No corporativo, o plano de Trump de compra de US$ 200 bilhões em títulos lastreados em hipotecas impulsionou ações ligadas ao setor imobiliário no pré-mercado. Na Europa, a Glencore disparou em Londres após retomar conversas com a Rio Tinto para a criação da maior mineradora do mundo.

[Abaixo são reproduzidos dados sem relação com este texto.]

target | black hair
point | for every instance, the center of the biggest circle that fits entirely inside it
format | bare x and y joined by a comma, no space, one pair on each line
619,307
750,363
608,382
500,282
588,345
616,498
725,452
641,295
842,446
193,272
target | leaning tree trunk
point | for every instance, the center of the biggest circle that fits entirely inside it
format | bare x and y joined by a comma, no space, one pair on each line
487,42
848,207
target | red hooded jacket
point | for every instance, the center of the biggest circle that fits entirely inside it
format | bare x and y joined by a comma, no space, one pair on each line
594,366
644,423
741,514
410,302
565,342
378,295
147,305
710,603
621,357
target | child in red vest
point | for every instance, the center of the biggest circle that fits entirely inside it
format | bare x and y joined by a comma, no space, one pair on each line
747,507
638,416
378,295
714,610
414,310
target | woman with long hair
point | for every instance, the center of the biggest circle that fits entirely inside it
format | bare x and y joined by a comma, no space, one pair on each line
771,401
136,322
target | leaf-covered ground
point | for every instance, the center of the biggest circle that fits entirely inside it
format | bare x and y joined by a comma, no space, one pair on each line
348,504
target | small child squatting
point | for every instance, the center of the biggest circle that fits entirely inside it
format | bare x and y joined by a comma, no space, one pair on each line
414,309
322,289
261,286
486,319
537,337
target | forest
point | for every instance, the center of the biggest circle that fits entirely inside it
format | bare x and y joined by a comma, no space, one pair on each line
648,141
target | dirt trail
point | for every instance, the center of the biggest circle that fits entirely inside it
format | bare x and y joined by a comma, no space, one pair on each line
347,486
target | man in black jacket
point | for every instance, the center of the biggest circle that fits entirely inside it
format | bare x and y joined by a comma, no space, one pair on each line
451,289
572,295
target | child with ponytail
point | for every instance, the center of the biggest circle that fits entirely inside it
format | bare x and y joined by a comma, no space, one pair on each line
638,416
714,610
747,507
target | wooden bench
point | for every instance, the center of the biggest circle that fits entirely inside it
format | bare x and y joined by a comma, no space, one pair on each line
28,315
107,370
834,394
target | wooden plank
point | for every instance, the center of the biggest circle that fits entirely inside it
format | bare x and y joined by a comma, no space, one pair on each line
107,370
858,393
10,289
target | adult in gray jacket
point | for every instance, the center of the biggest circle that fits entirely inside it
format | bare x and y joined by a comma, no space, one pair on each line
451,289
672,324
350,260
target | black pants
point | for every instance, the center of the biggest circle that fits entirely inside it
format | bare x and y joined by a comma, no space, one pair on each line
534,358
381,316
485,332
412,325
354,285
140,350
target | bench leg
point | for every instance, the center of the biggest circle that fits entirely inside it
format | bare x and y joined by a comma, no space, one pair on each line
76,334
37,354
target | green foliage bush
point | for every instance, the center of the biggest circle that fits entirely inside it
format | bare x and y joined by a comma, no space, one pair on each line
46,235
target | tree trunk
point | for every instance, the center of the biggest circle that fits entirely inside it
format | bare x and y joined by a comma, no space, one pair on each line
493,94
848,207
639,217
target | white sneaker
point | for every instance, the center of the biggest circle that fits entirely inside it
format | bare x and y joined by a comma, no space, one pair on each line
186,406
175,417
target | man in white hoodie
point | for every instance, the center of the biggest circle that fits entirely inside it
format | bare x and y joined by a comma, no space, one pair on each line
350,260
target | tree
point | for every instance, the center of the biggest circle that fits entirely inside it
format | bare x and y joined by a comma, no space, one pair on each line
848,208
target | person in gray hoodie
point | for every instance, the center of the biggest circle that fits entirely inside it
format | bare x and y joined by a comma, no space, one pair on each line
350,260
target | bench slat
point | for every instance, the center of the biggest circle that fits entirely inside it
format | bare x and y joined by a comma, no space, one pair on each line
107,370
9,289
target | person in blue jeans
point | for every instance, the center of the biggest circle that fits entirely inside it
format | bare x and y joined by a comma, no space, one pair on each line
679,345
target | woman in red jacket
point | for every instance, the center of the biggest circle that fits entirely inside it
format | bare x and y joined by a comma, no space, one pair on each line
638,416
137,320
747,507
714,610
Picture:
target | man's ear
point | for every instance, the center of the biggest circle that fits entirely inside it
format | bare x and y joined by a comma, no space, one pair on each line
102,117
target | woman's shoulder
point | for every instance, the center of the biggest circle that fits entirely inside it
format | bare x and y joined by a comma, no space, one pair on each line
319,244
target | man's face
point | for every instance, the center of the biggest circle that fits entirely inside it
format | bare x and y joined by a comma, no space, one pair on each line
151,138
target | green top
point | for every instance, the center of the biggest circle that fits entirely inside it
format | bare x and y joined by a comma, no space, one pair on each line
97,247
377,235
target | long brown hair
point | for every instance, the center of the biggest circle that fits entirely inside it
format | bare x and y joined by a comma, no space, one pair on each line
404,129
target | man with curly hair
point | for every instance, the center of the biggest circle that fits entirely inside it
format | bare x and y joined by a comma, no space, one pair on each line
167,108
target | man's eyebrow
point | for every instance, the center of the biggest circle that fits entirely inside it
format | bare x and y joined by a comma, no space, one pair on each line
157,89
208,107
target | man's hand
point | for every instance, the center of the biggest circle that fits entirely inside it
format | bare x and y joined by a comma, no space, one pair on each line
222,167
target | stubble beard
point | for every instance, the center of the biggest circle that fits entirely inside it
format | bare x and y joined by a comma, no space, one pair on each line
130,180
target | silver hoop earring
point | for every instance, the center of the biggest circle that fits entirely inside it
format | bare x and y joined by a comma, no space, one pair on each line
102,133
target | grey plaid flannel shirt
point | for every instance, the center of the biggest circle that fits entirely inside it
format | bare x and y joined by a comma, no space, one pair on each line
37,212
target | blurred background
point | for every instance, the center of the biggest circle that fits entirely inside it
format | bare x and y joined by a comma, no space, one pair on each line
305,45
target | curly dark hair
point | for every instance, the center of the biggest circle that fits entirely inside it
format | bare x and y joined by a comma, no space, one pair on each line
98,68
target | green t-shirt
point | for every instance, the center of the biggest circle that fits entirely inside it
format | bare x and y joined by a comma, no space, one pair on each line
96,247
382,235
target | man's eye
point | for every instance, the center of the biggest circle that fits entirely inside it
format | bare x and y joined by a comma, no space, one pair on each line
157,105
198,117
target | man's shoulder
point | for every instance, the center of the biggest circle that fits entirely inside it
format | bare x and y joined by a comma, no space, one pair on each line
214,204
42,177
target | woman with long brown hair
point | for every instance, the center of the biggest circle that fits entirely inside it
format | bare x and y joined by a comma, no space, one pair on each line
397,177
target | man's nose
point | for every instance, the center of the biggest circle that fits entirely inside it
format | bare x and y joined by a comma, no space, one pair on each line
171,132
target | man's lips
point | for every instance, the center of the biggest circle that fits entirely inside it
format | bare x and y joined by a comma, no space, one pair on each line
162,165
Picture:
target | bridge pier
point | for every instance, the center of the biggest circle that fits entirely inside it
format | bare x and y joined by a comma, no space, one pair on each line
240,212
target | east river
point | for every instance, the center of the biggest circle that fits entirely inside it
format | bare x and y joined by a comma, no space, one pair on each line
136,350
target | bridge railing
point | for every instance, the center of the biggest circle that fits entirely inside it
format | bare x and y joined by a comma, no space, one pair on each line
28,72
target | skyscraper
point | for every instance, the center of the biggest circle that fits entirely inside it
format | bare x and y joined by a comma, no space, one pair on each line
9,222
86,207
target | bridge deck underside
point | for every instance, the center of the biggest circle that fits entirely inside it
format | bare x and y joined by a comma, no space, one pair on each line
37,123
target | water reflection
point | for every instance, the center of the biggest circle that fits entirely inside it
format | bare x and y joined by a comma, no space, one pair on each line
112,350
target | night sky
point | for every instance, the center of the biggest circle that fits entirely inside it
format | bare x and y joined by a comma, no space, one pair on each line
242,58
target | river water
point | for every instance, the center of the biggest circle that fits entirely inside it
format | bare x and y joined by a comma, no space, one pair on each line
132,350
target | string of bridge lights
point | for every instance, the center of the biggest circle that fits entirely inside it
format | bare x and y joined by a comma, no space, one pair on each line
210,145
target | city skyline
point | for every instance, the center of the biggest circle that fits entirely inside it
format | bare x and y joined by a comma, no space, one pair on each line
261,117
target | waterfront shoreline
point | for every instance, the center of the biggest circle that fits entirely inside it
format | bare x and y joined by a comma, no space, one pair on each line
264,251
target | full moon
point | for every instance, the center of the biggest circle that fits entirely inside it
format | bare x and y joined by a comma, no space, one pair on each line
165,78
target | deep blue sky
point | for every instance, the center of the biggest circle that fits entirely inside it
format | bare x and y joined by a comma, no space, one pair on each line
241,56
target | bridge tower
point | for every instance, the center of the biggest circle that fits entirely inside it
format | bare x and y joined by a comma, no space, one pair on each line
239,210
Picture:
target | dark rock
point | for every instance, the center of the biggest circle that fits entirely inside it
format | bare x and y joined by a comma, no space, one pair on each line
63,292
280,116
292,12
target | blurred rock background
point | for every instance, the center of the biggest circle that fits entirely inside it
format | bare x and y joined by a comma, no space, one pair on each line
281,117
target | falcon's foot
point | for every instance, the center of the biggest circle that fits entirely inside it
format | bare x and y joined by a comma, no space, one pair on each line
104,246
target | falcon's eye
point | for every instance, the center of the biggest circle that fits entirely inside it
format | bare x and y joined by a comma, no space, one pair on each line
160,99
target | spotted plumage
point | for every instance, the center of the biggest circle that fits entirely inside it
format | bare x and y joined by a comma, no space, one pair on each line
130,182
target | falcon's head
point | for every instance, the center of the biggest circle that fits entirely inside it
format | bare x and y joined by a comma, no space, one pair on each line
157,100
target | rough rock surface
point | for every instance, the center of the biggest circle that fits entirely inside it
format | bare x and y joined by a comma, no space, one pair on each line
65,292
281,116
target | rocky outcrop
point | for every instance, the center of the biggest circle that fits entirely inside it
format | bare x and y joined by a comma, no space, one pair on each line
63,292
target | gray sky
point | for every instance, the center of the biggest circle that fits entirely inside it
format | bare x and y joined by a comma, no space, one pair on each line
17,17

O foco absoluto do dia está nos dados e no risco jurídico. O payroll de dezembro será determinante para calibrar expectativas de juros nos EUA, enquanto o IPCA de dezembro sai mais cedo por aqui (9h). Se ambos vierem sem surpresas relevantes, o cenário-base permanece: manutenção das apostas atuais, com retomada do ciclo de flexibilização do Fed a partir de abril e corte da Selic projetado para março. No radar, ainda hoje, a Suprema Corte americana pode anunciar o veredicto sobre a legalidade das tarifas de Trump, um tema com potencial impacto inflacionário e reflexos diretos sobre a política monetária, embora Washington já sinalize alternativas para recompor receitas tarifárias em caso de derrota judicial.

Resumo: dólar forte, yields pressionando, equities testadas por payroll e risco jurídico. Volatilidade concentrada na manhã; sem sustos nos dados, mercado tende a manter o “rate path” atual. Risk management redobrado.